Un livre n’aime ni les pièces trop sèches ni les atmosphères moites. Papier, colle, cuir, carton, toile : tous ces matériaux réagissent à l’eau contenue dans l’air. Pour conserver une bibliothèque en bon état, le bon réflexe consiste donc à surveiller l’humidité autant que la poussière ou la lumière.
Pour la plupart des livres conservés à domicile, le taux d’humidité relative recommandé se situe autour de 45 % à 55 %. Cette plage offre un bon compromis : elle limite le dessèchement des papiers anciens, tout en réduisant le risque de moisissures.
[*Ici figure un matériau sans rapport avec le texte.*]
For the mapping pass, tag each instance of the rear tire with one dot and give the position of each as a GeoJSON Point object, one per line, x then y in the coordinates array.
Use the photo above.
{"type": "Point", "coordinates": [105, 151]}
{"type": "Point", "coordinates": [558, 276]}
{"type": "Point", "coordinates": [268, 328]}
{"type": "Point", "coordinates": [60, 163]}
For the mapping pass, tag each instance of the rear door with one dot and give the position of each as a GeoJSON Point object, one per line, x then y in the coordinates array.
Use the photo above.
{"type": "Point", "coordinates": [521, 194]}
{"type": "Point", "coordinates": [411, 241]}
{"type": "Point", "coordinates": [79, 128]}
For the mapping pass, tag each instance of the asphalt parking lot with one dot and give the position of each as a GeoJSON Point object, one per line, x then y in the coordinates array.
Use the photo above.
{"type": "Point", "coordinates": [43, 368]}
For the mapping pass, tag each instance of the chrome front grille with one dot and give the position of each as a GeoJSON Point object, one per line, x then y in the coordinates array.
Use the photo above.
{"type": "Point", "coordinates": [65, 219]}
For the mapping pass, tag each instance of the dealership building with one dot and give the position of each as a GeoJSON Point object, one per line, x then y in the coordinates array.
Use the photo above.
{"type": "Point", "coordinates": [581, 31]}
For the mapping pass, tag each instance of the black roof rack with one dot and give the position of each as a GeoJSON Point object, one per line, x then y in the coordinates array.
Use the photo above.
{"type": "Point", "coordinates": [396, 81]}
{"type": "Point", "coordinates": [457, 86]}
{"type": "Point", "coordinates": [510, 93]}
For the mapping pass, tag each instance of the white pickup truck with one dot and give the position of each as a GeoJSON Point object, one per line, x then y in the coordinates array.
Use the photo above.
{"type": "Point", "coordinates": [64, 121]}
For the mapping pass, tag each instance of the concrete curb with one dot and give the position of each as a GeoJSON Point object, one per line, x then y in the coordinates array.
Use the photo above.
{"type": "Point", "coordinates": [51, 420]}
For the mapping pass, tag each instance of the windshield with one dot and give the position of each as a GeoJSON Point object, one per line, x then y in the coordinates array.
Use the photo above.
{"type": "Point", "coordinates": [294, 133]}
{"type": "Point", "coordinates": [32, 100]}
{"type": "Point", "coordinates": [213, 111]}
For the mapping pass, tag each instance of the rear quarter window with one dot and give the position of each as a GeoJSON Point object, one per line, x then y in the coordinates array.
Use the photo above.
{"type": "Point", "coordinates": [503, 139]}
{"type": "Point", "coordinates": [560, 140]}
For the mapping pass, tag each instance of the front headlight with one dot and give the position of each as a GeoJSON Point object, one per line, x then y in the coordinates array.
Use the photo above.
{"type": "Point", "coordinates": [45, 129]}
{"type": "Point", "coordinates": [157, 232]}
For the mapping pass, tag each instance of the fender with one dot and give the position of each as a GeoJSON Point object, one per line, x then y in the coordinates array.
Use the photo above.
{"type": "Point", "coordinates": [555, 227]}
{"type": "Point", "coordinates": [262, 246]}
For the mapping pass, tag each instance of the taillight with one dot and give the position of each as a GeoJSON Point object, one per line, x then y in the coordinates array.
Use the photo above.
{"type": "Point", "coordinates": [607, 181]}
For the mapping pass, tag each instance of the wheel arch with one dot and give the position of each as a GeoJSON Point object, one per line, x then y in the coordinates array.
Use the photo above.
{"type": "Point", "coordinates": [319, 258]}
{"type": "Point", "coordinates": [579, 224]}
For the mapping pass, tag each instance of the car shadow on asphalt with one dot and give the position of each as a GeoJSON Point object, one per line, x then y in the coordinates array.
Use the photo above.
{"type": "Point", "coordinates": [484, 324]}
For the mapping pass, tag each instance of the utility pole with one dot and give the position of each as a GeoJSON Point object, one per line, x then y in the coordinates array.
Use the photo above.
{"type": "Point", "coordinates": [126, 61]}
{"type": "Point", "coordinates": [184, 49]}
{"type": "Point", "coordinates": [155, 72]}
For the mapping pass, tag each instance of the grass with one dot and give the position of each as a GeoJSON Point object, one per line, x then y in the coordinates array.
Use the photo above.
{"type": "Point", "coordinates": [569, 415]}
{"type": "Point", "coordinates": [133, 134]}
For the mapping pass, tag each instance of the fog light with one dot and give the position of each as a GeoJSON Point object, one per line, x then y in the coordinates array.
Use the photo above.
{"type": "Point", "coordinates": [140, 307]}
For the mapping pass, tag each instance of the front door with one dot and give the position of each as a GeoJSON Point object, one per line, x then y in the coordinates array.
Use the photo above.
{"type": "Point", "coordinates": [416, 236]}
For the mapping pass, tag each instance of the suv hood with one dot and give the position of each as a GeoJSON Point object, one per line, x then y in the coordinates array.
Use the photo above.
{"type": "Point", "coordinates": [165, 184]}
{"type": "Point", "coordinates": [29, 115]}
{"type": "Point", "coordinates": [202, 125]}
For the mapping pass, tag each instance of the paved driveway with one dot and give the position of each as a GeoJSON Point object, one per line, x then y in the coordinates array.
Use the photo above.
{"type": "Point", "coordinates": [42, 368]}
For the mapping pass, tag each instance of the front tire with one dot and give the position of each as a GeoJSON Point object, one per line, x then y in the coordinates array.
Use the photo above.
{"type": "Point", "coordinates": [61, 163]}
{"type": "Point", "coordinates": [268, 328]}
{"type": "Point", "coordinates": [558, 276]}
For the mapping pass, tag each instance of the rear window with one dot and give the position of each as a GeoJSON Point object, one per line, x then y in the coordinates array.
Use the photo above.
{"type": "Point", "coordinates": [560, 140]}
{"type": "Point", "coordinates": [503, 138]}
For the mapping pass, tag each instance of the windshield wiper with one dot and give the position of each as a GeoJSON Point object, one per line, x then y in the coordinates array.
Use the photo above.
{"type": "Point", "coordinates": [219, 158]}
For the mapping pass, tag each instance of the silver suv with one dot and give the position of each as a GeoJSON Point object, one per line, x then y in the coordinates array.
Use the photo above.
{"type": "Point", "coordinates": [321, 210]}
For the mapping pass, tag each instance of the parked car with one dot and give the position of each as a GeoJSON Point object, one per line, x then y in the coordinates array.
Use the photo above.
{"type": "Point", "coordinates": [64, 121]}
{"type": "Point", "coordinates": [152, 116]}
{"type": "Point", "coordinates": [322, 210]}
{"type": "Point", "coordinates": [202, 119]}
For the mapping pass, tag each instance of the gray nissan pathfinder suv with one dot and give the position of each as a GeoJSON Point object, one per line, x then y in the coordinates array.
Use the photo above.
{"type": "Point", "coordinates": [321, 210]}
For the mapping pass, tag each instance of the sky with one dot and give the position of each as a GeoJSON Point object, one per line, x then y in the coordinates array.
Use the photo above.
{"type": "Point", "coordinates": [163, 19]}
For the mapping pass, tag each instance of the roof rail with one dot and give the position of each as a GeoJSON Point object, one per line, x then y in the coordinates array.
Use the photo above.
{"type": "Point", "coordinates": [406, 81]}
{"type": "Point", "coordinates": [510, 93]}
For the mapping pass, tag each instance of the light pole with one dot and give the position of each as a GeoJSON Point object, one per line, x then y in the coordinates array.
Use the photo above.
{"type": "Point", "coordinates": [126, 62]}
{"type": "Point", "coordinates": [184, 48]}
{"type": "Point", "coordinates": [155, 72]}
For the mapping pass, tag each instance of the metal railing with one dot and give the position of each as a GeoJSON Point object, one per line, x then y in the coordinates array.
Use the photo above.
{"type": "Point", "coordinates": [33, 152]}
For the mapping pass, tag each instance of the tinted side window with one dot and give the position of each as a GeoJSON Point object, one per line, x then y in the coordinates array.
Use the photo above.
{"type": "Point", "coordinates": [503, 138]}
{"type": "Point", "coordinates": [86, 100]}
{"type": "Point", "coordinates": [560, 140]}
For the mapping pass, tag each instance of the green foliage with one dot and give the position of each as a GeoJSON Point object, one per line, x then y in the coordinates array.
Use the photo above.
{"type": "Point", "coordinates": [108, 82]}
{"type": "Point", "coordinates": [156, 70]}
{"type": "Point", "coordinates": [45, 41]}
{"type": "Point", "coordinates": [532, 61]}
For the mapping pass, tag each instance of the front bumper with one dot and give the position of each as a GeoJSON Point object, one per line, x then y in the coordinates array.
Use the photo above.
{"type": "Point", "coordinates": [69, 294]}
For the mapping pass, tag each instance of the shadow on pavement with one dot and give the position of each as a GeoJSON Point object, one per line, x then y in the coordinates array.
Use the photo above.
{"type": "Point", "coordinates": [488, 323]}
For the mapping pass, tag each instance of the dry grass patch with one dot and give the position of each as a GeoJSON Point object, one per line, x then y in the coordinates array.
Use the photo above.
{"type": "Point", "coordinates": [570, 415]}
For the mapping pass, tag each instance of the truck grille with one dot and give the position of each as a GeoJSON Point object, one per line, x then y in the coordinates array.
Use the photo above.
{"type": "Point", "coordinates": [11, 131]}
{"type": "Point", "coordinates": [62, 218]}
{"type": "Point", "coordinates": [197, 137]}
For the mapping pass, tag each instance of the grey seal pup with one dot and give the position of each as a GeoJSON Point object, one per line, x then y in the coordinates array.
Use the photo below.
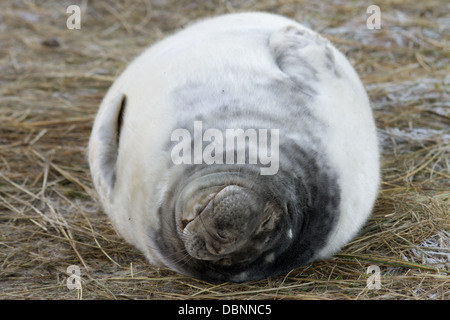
{"type": "Point", "coordinates": [239, 148]}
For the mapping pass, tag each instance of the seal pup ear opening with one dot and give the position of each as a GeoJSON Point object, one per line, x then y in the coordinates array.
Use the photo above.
{"type": "Point", "coordinates": [104, 144]}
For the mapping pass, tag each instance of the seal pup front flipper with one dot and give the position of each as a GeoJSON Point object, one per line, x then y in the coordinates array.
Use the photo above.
{"type": "Point", "coordinates": [104, 144]}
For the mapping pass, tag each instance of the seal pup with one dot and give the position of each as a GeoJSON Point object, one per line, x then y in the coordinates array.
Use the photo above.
{"type": "Point", "coordinates": [224, 220]}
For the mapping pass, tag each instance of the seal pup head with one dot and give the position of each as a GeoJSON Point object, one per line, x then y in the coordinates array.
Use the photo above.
{"type": "Point", "coordinates": [231, 224]}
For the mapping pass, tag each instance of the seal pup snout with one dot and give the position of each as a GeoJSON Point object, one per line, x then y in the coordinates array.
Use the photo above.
{"type": "Point", "coordinates": [223, 225]}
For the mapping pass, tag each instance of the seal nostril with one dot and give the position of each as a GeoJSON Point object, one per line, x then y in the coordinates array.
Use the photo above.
{"type": "Point", "coordinates": [220, 237]}
{"type": "Point", "coordinates": [185, 222]}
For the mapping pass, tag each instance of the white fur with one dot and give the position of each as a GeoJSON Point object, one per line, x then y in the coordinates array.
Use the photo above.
{"type": "Point", "coordinates": [196, 54]}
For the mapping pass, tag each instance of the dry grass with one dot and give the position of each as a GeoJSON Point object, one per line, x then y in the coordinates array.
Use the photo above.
{"type": "Point", "coordinates": [53, 79]}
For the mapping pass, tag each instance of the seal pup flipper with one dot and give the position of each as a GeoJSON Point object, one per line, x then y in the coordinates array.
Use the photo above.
{"type": "Point", "coordinates": [304, 56]}
{"type": "Point", "coordinates": [104, 144]}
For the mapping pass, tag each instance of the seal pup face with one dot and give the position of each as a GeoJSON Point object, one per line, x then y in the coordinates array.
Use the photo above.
{"type": "Point", "coordinates": [227, 226]}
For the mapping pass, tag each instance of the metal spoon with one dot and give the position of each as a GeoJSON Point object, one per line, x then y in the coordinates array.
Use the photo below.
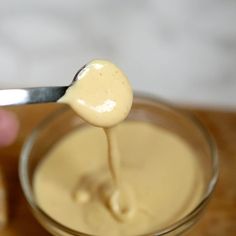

Dans les bibliothèques patrimoniales et les centres d’archives, on vise souvent une stabilité proche de 50 %, avec une température modérée.
Il ne faut pas chercher une valeur parfaite au pourcentage près. Ce qui compte le plus, c’est la régularité. Des variations brutales, par exemple une pièce à 35 % en hiver puis à 70 % après plusieurs jours de pluie, fatiguent les matériaux. Les pages peuvent gondoler, les couvertures se déformer, les colles se fragiliser. Une bibliothèque tolère mieux une atmosphère légèrement imparfaite mais stable qu’un environnement soumis à des écarts répétés.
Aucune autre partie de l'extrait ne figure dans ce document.